United States v. Outhier

DeCICCO, Judge,

concurring in part and dissenting in part:

I concur with the majority in affirming all of the findings of guilty except for the aggravated assault. I would affirm an assault consummated by a battery, and upon reassessment of the sentence, I would set aside the dishonorable discharge and affirm a bad-conduct discharge.

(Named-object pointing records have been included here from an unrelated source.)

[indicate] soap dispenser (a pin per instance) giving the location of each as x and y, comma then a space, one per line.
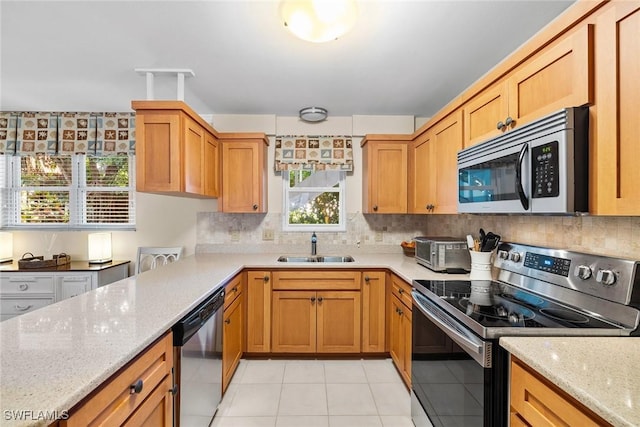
314, 240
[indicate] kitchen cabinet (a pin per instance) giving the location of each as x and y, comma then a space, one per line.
22, 291
233, 329
434, 167
316, 312
175, 150
384, 172
140, 394
244, 172
373, 311
615, 150
258, 312
560, 75
400, 327
538, 402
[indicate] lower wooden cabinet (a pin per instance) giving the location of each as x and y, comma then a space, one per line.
138, 395
535, 401
233, 329
258, 330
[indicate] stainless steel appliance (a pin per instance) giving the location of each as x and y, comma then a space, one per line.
541, 167
445, 254
197, 339
459, 372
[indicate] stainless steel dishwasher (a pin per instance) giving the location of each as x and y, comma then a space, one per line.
197, 340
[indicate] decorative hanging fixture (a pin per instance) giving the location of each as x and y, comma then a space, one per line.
319, 21
313, 114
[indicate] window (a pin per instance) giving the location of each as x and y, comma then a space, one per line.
314, 200
71, 192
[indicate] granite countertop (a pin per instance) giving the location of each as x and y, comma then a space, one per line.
52, 358
602, 373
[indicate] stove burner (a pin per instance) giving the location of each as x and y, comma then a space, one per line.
566, 315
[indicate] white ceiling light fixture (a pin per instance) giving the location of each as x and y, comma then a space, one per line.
319, 21
313, 114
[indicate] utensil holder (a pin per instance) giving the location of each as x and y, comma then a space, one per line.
480, 265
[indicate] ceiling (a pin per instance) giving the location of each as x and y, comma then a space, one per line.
404, 57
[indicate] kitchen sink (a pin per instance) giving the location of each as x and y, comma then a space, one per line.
316, 258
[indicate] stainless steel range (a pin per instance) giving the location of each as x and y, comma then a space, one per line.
460, 373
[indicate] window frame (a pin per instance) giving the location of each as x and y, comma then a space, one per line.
11, 189
342, 206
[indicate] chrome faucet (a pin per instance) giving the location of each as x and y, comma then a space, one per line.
314, 241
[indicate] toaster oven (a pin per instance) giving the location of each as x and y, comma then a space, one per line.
443, 254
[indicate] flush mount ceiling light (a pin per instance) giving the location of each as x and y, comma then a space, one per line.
318, 21
313, 114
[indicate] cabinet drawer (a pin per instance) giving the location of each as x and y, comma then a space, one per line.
316, 280
113, 402
26, 284
402, 290
10, 307
233, 290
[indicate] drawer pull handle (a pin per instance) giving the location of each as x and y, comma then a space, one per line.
136, 387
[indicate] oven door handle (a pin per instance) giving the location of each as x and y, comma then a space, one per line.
445, 324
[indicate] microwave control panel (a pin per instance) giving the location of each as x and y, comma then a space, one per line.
544, 161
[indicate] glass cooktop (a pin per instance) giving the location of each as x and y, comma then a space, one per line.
497, 305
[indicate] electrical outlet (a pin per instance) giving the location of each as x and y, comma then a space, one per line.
268, 234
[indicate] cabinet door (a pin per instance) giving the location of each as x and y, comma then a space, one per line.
616, 146
386, 177
338, 322
294, 322
373, 311
72, 285
243, 177
559, 76
158, 154
483, 113
211, 165
422, 187
193, 156
232, 340
447, 141
258, 312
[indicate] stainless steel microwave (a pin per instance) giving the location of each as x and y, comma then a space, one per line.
539, 168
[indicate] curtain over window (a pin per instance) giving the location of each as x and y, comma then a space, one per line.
313, 153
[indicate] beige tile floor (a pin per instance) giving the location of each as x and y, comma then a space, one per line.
315, 393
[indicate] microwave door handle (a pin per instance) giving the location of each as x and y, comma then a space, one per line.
523, 197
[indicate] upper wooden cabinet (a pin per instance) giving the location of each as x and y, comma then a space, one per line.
244, 172
384, 172
560, 75
616, 148
176, 151
434, 168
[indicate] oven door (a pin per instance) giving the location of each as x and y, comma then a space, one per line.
456, 377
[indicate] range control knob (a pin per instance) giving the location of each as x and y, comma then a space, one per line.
583, 272
606, 277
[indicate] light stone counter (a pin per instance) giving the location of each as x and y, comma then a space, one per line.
52, 358
602, 373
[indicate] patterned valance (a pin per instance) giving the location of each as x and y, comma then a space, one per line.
314, 153
99, 134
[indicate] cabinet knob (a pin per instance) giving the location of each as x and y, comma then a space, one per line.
136, 387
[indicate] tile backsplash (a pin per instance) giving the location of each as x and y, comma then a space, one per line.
614, 236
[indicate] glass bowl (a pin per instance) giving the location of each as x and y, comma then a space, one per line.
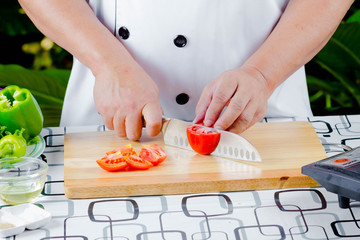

The facts in this record establish an assault consummated by a battery. This offense resulted from the appellant’s use of fraud which vitiated Seaman Avila’s consent to having his hands and feet bound and entering the water. I dissent from affirming an aggravated assault in this case for two reasons. First, the record, when considered in its entirety, lacks a sufficient factual basis to support the guilty plea. The facts (as distinguished from the appellant’s legal conclusions) do not establish a means or force “likely” to produce death or grievous bodily harm. Second, if this is anything other than a consummated battery, it could only be what is known in various jurisdictions as the offense of reckless endangerment, not aggravated assault. In light of these conclusions, I find substantial bases to reject the appellant’s guilty plea to aggravated assault.

At the court-martial, in addition to pleading guilty to the aggravated assault, the appellant also pled guilty to absenting himself without authority for 15 days, making four false ofiSciai statements as to his true identity, impersonating a petty officer, and wearing unauthorized insignia. His guilty pleas to all of these other offenses were provident and are not at issue before us. The appellant has been properly convicted for the criminal conduct of masquerading as someone he was not.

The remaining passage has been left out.